The thought “We’re dead ducks!” has been coming up more and more often for me as I and you are being hauled along toward the impending ecological disasters. I’ve said darkly, “I’m betting on our extinction!” Feelings of doom and appropriately guilty helplessness. Then at SolarFest in Vermont earlier this month, I met Jim Merkel. Listening to Jim for a couple hours, I recognized my helplessness as only cowardice. Not pretty.
Jim’s an engineer by training: he’s now an Eco-Engineer. His book, Radical Simplicity is a practical guide and toolkit to help me and you to begin our customized journey to simplicity, a blueprint outline for global living.
This talk comes directly from Jim’s work. You could put quotes around it.
Imagine you are at a potluck buffet and are the first in line. This spread includes not just food and water but also the materials needed for shelter, clothing healthcare and education. What will you heap on your plate? In our global economy, how much is enough to leave for your neighbors in line. The line includes six billion of the world’s people. Standing shoulder to shoulder, the line extends around the earth 180 times. Then there’s the other species: an estimated 7 to 25 million of them and the countless unborn generations.

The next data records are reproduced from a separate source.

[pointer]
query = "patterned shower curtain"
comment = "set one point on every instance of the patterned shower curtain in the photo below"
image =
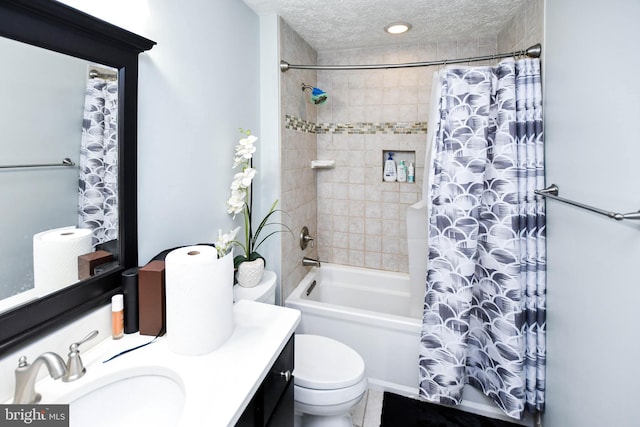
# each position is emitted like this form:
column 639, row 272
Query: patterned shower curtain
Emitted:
column 484, row 309
column 98, row 181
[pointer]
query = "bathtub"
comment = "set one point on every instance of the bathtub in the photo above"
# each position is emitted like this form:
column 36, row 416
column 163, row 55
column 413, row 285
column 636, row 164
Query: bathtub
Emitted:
column 369, row 310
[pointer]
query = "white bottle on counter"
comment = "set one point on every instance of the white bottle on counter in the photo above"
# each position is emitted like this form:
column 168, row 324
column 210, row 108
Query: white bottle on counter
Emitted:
column 402, row 172
column 390, row 169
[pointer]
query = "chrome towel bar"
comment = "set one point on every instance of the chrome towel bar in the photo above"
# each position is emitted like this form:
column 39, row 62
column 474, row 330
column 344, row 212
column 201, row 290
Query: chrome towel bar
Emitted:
column 65, row 162
column 553, row 190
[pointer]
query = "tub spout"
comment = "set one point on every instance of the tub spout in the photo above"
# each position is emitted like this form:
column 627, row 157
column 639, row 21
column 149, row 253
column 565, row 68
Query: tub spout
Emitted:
column 310, row 262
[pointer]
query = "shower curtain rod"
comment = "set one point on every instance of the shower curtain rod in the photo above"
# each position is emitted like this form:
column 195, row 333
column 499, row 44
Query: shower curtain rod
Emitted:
column 552, row 192
column 531, row 52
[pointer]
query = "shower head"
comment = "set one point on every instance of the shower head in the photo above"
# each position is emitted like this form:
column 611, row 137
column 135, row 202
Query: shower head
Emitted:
column 317, row 96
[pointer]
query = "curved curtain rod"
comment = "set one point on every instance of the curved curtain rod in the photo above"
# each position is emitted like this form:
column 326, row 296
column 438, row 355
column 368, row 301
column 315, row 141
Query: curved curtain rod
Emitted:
column 531, row 52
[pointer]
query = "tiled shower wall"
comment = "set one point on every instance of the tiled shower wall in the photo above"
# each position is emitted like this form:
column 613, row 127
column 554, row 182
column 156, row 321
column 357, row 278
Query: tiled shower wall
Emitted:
column 298, row 182
column 361, row 218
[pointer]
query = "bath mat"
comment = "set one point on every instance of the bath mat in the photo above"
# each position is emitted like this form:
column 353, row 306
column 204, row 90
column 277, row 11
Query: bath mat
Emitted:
column 400, row 411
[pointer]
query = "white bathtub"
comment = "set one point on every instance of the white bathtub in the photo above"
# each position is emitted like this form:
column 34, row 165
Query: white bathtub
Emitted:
column 369, row 311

There you are, plate in hand, first in that mega-line. You are determined to be fair as you look over the fabulous buffet which looks limitless. Which of the following voices whispers in your ear:
+ There is abundance in the universe, plenty for all, isn’t there? + If I don’t take it, someone else will. + It’s the corporate elite who take too much. It’s only “them.” + We all do the best we can. + Everything is this way for a reason. + I’ve worked really hard for my money. + If I didn’t do my part as a Consumer, everyone would be out of work. + Until everyone else takes less, it’s futile + We’re biologically programmed to Consume -- survival of the fittest. + I’m an exception. I need my (fill in the blank) because (fill in the blank). + It’s my karma to have so much -- otherwise there would be no have-nots. + What’s with all this guilt-tripping? Dig in and eat!

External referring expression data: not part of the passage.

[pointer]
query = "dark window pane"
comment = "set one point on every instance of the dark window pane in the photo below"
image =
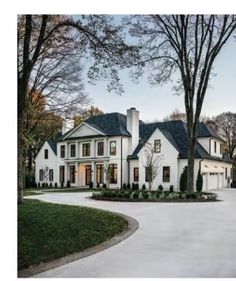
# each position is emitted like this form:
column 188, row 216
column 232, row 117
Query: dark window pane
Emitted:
column 113, row 148
column 166, row 174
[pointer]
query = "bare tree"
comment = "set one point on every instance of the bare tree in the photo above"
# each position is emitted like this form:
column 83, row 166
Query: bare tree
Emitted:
column 176, row 115
column 225, row 125
column 188, row 46
column 49, row 53
column 152, row 163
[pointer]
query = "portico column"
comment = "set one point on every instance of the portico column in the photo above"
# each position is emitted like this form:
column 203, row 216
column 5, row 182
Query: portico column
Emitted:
column 94, row 174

Here’s the question: ask yourself: “Am I in control of what I choose to put on my plate? If not, who is? Why do I have knee-jerk resistance to taming my appetites? Does it come from internal fears of not having enough? Or is it the product of pathological pressures generated externally? The more deeply I search the world’s drastic imbalances, the more I realize the full extent of the violence I have unknowingly supported. Children sick in China from my e-waste? Polynesia contaminated with toxins because of my fossil fuel dependence? My meat-eating destroying habitats in Brazil? My flick of a light switch contributing to the genocide of indigenous peoples in Arizona?
We have no choice but to avert the ecological catastrophe already in full swing. We have no choice but to radically reduce consumption, immediately stabilize population growth (you‘re a girl--you don‘t have to have children! Stop asking for grandchildren!), and rapidly make better use of technology. We have no choice but to stop damaging the Earth’s life support systems.